L'imputato ha risarcito e non affronterà il processo. Il giudice ha dichiarato il non doversi procedere per estinzione del reato. La somma sarà devoluta in beneficenza
Un 34enne cremonese è finito davanti al giudice Francesco Beraglia per aver diffamato l’assessore comunale alla Sicurezza con delega alla Polizia Locale Santo Canale, pubblicando, tramite il suo proprio profilo facebook, un commento offensivo in risposta ad un post sulla pagina facebook di Cremonaoggi riguardante la pubblicazione di un comunicato stampa del 16 aprile del 2025 a firma dell’assessore Canale.
La frase incriminata è costata al cremonese una denuncia per diffamazione, “con le aggravanti di aver attribuito alla persona offesa un fatto determinato e aver utilizzato un mezzo di pubblicità che ha reso la comunicazione idonea a raggiungere un determinato numero di persone“.

Oggi il processo a carico del cremonese è stato aperto, ma non sarà celebrato. L’imputato, che non era in aula, ha risarcito Canale con la somma di 3000 euro, più 500 euro di spese legali. A questo punto la querela è stata rimessa e il giudice ha dichiarato il non doversi procedere per estinzione del reato.
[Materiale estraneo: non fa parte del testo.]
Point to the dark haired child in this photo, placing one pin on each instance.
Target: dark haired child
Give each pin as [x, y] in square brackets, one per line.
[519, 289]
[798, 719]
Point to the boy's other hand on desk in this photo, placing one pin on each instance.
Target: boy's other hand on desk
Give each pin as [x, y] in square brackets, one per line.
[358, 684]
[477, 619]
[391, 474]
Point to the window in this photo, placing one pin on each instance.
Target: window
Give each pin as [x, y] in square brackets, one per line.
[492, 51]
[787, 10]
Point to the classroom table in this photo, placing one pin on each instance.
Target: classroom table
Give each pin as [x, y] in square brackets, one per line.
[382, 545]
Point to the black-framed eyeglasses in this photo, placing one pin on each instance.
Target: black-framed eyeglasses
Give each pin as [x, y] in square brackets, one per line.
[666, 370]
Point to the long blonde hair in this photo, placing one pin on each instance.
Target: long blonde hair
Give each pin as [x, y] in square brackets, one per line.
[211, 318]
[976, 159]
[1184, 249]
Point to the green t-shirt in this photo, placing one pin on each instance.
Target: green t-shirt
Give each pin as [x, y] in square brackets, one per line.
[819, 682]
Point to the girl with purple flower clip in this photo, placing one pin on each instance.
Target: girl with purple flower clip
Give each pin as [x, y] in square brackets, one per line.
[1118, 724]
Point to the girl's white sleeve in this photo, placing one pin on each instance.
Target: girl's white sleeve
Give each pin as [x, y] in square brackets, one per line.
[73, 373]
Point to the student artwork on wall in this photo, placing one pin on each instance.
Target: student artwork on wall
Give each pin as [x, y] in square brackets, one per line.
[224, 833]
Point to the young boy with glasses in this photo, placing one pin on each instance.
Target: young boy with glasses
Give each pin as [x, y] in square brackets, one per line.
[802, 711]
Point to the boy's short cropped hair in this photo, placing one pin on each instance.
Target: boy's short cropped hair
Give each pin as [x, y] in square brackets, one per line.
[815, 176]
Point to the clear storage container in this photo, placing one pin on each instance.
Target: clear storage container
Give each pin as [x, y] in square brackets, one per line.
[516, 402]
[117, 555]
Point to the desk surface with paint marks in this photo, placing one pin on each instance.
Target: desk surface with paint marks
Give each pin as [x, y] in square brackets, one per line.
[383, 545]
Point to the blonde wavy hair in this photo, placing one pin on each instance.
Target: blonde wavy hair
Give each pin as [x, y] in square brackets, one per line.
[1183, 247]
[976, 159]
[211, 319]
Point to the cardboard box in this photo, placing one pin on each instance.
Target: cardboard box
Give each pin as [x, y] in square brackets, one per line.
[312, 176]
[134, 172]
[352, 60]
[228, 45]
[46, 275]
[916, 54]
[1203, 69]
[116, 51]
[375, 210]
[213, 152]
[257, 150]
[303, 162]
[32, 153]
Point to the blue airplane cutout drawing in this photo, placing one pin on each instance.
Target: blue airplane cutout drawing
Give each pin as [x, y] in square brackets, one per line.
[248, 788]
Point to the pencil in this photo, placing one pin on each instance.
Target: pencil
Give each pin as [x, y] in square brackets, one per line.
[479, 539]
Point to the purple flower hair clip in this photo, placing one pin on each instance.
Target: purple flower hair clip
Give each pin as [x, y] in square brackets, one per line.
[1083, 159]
L’imputato era assistito dall’avvocato Simone Bacchi, del Foro di Parma (anche in sostituzione del collega Giovanni Adami, di Udine), mentre Canale era rappresentato dall’avvocato Monica Fassera, del Foro di Brescia.
Il denaro ottenuto dal risarcimento, Canale lo devolverà all’Associazione di famiglie con autismo “Accendi il buio”, nata per condividere il percorso, per offrire opportunità ai ragazzi, ma anche per far sapere a chi non lo vive cos’è l’autismo, quali sono i bisogni delle persone con autismo e come integrarle in una società che sia anche per loro.